The climate change issue has collapsed. The public has moved on. The skeptics won.
You hear some variation on this refrain here and there as the climate hysteria industry goes full froth in tandem with the gradual release of the Intergovernmental Panel on Climate Change (IPCC) Fifth Assessment Report. You hear it at grassroots gatherings. You read it on blogs.
David Harsanyi has stated it most boldly at The Federalist, declaring the debate is over and environmentalists lost. Commenting on a frustrated President Obama and his fetish for the rule of the executive pen, Harsanyi says the climate change movement has suffered a rout.
But really, after all these years admitting that executive power is the only way to move (tepidly) forward on environmentalist policy is basically admitting defeat. Has there ever been a movement that’s spent as much time, energy and treasure and gotten so little in return? I suspect there are three reasons for this failure: 1. It’s difficult to fight basic economics. 2. On energy, Americans, despite what they say, have no desire to try (nor should they). 3. It’s getting more difficult, not less, to believe environmental doom and gloom.
Viewed narrowly, Harsanyi’s notion has some salience. But expand the scope of the climate issue just a little, and this notion becomes pure delusion.

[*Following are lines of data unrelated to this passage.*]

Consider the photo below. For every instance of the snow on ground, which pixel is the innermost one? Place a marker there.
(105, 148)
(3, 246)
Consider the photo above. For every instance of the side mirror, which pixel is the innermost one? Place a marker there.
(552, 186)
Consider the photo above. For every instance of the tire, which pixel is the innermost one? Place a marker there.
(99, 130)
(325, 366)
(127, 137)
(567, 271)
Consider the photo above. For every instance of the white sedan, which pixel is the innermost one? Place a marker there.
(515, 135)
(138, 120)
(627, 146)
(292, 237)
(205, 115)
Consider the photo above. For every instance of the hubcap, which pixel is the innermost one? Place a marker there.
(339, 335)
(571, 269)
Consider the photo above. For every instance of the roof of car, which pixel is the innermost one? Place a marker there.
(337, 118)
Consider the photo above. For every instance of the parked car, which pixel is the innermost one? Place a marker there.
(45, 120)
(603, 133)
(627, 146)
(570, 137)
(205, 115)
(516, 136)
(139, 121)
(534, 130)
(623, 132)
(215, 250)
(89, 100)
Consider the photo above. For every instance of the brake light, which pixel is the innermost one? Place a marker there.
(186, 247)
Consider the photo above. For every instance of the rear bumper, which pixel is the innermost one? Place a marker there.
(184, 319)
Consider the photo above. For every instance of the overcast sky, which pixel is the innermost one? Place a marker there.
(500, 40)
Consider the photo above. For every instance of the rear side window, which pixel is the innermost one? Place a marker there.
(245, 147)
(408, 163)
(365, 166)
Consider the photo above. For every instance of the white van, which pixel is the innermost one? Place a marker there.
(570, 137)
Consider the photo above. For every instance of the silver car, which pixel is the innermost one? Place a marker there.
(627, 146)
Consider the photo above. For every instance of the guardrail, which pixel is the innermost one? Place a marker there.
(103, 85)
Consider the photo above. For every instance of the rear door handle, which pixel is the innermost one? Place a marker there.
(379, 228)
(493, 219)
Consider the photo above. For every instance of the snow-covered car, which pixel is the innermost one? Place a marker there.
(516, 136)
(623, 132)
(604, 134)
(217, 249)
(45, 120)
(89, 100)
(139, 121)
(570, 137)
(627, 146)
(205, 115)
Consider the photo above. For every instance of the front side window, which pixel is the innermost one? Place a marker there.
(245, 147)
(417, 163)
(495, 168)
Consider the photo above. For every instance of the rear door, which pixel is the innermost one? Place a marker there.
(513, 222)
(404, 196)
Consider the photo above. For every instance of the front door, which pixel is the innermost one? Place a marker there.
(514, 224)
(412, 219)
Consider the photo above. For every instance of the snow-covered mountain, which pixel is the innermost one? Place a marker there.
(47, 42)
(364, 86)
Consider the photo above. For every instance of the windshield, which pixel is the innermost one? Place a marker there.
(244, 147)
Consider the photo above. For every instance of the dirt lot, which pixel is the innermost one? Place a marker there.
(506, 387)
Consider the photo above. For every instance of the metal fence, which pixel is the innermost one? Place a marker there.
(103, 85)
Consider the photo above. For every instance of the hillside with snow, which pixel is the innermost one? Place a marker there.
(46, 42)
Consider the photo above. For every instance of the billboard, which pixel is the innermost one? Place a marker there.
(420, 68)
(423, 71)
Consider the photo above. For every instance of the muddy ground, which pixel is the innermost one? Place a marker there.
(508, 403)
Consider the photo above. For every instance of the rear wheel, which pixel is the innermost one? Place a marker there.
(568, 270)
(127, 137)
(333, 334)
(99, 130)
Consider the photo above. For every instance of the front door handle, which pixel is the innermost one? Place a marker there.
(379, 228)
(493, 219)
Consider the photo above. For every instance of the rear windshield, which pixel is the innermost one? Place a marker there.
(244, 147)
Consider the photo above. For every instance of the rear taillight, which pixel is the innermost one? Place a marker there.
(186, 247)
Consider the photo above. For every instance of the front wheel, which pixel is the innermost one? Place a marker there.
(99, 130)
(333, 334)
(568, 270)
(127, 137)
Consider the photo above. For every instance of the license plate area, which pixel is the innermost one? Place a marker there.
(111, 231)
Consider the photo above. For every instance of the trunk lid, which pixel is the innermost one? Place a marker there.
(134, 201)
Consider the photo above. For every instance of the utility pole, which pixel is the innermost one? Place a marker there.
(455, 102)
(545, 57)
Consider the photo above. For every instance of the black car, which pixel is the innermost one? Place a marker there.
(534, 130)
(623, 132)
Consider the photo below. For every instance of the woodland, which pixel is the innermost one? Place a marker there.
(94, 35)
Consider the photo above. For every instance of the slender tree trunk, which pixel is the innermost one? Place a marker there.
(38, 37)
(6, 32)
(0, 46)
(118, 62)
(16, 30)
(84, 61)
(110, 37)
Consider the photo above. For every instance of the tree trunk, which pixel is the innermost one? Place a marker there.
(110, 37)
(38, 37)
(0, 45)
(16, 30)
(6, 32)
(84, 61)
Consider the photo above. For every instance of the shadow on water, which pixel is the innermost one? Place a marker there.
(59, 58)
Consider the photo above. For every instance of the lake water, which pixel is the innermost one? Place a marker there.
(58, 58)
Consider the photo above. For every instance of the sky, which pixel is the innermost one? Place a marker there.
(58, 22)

The idea that environmentalists have been thrashed in the climate change debate is not devoid of merit. Facts are pigheaded things and they have done little (when they haven’t been fudged) to grease the climate change movement’s momentum. Dire predictions go unfulfilled. Temperature trends refuse to trend correctly. Extreme weather pops a Valium. Al Gore goes from A-list Hollywood celeb to B-list ass clown, albeit a very rich one, in large part on the backs of taxpayers via green energy subsidies. For almost two decades the earth has stubbornly spurned compliance with the computer climate modeling maps of doom. All despite massive increases in atmospheric CO2.
Environmentalists wring their hands over this climatic heresy. They scramble to save their computer models, to explain the earth’s confounding resilience and its profound stability in the face of human tampering. You can almost hear them thinking: “Why can’t you just die?”
Yet climate change devotees have no reason to fret. Despite the wishful decrees of skeptics, they have ample reason to celebrate. For the climate change movement has suffered not a defeat; instead they have won a decisive victory. The date of that victory can be precisely identified: April 2, 2007. On that day, a date which will live in absurdity, the Supreme Court deemed carbon dioxide, the lifeblood of the planet, a pollutant. The ruling granted the Environmental Protection Agency far-reaching and discretionary power to regulate CO2 (under the Clean Air Act) and any human activity that spews it.
That victory was reinforced on April 29, 2014, when the highest court upheld the EPA’s authority to regulate emissions from coal-fired power plants that drift across state lines. The decision virtually inoculates the EPA from legal challenges as it prepares stiff regulatory strategies to fight global warming. Science be damned.